Identifying the Arm Joint Dynamics Using Muscle Synergy Patterns and SVMD-BiGRU Hybrid Mechanism
Abstract
Purpose: In this study, we propose a novel generalizable hybrid underlying mechanism for mapping Human Pose Estimation (HPE) data to muscle synergy patterns, which can be highly efficient in improving visual biofeedback.
Materials and Methods: In the first step, Electromyography (EMG) data from the upper limb muscles of twelve healthy participants are collected and pre-processed, and muscle synergy patterns are extracted from it. Concurrently, kinematic data are detected using the OpenPose model. Through synchronization and normalization, the Successive Variational Mode Decomposition (SVMD) algorithm decomposes synergy control patterns into smaller components. To establish mappings, a custom Bidirectional Gated Recurrent Unit (BiGRU) model is employed. Comparative analysis against popular models validates the efficacy of our approach, revealing the generated trajectory as potentially ideal for visual biofeedback. Remarkably, the combined SVMD-BiGRU model outperforms the alternatives.

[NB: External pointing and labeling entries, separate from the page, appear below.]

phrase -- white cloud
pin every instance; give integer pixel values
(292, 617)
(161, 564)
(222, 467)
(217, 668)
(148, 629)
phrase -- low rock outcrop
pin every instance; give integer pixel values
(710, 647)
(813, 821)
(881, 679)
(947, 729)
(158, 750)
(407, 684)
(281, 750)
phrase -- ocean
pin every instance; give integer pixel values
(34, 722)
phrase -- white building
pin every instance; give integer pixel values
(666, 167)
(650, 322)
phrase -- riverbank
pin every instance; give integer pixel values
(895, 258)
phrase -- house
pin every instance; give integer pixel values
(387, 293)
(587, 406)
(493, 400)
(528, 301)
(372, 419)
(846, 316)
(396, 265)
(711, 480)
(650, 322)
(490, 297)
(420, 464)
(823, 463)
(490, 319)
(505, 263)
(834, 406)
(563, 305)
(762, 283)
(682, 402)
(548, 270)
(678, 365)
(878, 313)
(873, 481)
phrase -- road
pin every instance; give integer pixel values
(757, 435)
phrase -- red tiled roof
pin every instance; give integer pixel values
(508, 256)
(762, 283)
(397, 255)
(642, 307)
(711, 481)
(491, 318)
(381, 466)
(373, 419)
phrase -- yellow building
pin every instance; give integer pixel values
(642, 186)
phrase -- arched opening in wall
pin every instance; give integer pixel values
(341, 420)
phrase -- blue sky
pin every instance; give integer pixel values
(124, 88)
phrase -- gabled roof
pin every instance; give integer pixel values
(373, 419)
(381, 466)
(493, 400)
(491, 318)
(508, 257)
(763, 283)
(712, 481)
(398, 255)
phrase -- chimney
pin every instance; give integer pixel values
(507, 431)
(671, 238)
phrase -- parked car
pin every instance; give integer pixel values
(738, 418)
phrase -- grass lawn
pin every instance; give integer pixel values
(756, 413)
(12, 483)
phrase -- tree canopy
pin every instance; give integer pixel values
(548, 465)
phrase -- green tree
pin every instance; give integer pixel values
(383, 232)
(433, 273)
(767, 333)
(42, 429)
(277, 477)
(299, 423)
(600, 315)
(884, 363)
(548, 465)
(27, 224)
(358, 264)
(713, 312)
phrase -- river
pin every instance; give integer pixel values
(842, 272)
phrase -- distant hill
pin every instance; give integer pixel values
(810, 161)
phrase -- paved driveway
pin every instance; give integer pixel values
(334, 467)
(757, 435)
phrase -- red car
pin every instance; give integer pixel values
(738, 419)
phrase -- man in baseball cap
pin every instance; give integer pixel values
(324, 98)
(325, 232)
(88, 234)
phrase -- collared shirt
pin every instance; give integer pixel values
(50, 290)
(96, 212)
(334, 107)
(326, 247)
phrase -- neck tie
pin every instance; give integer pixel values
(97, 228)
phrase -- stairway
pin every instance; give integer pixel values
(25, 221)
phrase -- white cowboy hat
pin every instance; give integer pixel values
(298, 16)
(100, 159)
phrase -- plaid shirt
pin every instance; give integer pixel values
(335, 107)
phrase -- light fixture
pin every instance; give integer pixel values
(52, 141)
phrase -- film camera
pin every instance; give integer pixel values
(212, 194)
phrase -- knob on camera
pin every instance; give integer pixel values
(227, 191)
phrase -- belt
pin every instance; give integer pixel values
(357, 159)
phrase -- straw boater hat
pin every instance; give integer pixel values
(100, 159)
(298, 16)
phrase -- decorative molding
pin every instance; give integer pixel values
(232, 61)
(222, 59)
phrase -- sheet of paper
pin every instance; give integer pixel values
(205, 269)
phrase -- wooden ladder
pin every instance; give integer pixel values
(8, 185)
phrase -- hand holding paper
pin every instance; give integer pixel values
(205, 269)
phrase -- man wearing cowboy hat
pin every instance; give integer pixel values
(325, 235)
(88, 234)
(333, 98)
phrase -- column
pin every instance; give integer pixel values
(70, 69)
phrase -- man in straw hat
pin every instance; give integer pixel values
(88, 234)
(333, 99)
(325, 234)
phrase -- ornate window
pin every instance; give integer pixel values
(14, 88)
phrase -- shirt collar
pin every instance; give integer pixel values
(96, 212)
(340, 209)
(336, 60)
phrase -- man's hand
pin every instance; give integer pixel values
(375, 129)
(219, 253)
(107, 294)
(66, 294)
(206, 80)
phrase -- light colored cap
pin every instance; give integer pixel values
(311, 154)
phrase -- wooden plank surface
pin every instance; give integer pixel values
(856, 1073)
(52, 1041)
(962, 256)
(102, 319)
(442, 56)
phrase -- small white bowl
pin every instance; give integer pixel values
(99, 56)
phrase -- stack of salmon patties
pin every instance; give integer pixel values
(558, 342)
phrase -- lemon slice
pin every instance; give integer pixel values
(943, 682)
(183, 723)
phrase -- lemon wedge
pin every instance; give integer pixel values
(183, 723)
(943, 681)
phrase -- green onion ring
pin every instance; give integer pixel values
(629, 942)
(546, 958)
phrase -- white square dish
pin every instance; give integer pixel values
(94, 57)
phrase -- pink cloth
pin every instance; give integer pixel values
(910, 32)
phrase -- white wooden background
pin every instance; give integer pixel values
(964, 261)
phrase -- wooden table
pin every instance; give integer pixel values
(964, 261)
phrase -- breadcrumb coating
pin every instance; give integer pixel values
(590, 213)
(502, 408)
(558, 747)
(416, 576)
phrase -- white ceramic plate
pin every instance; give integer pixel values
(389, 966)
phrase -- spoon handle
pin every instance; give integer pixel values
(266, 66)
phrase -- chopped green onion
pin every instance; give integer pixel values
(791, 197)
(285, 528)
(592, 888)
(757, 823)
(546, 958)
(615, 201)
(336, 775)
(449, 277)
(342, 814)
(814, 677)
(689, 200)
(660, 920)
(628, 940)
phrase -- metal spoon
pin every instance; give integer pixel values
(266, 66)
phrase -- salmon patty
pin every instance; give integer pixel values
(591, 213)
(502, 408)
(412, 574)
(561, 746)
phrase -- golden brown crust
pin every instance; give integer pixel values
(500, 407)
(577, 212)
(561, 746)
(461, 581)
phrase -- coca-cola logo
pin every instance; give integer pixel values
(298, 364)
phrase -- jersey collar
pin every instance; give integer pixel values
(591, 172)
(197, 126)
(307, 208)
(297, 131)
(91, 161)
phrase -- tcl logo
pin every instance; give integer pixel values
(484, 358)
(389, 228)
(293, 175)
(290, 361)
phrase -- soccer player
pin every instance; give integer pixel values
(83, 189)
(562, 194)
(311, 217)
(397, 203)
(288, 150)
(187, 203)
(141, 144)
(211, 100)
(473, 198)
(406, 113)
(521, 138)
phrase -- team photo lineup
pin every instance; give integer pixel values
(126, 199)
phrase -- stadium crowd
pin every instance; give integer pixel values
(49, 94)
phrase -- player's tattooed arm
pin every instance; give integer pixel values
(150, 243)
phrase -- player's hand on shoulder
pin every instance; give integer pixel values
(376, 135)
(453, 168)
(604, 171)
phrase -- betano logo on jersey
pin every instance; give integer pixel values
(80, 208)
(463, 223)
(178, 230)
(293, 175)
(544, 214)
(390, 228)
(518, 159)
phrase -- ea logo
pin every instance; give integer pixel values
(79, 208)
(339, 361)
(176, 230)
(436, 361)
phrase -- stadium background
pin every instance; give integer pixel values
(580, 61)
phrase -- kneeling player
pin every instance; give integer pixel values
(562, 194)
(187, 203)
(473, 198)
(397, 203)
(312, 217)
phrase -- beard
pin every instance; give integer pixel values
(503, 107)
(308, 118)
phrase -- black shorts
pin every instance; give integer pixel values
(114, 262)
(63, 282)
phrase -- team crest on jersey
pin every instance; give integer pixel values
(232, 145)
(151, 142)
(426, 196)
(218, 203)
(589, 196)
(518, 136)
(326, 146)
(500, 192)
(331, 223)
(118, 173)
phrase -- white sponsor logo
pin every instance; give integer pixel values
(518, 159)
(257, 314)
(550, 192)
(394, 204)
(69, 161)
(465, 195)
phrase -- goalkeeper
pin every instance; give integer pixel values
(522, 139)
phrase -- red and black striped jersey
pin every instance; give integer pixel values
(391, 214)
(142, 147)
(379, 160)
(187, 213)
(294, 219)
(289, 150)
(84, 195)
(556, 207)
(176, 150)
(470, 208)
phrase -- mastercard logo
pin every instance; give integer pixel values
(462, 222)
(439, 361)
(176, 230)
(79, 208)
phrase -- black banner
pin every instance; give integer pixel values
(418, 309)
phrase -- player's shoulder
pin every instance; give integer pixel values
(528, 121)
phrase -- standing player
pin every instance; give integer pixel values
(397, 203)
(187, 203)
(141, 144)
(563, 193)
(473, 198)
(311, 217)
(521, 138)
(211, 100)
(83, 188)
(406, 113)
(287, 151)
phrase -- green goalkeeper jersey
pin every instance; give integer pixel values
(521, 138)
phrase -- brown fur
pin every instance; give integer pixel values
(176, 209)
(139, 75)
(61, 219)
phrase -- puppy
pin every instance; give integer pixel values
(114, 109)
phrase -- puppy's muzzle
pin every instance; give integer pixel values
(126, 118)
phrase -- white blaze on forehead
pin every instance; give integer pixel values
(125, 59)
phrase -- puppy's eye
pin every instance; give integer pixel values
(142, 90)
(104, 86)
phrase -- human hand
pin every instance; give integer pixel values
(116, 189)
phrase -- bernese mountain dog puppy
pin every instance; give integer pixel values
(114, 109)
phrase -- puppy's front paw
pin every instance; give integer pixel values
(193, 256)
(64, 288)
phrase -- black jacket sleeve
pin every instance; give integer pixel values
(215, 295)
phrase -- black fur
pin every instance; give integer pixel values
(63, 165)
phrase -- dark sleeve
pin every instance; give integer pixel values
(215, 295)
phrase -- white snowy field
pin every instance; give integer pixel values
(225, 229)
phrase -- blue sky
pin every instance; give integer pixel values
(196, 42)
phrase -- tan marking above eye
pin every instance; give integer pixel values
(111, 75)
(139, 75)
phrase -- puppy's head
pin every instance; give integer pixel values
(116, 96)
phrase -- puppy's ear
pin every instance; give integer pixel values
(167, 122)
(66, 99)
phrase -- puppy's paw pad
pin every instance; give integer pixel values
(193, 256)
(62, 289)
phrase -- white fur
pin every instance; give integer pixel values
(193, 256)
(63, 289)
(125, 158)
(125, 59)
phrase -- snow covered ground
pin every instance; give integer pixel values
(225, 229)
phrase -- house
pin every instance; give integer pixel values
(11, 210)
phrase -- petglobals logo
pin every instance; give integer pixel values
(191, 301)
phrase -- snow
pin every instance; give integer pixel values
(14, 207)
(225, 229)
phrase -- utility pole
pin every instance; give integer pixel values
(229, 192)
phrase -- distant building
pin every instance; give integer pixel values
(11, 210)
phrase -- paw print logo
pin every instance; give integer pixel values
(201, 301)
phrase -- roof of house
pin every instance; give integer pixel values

Results: The results show that the trajectory generated by the model is potentially suitable for visual biofeedback systems. Remarkably, the combined SVMD-BiGRU model outperforms the alternatives. Furthermore, empirical assessments have demonstrated the adept ability of healthy participants to closely adhere to the trajectory generated by the model output during the test phase.
Conclusion: Ultimately, incorporating this innovative mechanism at the heart of visual biofeedback systems has been revealed to significantly elevate both the quantity and quality of movement.